1. Begriff: Behandlung einer Krankheit oder Unfallverletzung. Die H. kann ambulant oder stationär erfolgen. Zur ambulanten H. zählen bspw. ambulante ärztliche Beratungen, Untersuchungen, Röntgendiagnosen und Strahlentherapien, außerdem Arzneien, Verbandsmittel, Heilmittel und Hilfsmittel. Bei stationärer Krankenhausbehandlung gehören die Unterbringung und Verpflegung, die Behandlung sowie die Krankenpflege dazu.
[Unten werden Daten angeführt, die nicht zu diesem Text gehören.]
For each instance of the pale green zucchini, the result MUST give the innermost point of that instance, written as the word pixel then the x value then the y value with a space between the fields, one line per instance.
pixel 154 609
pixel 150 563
Zur H. im Bereich der Zähne gehören insbesondere die zahnmedizinischen Leistungen und Zahnersatz.

2. H. in der
gesetzlichen Krankenversicherung (GKV): Gem. § 27 SGB V haben die Versicherten Anspruch auf Krankenbehandlung und H., wenn sie notwendig ist, um eine Krankheit zu erkennen, zu heilen, ihre Verschlimmerung zu verhüten oder Krankheitsbeschwerden zu lindern. Zu den Leistungen einer H. gehört u.a. die ärztliche und zahnärztliche Behandlung (§ 28 SGB V), die kieferorthopädische Behandlung (§ 29 SGB V) sowie die künstliche Befruchtung (§ 27a SGB V).

3. H. in der
privaten Krankenversicherung (PKV): Nach § 1 der Musterbedingungen 2008 für die Krankheitskosten- und Krankenhaustagegeldversicherung (MB/KK 2008) erbringt der Versicherer dem Versicherten im Versicherungsfall a) in der Krankheitskostenversicherung Ersatz von Aufwendungen für H. und

b) in der Krankenhaustagegeldversicherung bei stationärer H. ein Krankenhaustagegeld. Der Versicherungsfall ist die medizinisch notwendige H. einer versicherten Person wegen Krankheit oder Unfallfolgen. Der Versicherungsfall beginnt mit der H.; er endet, wenn nach medizinischem Befund Behandlungsbedürftigkeit nicht mehr besteht.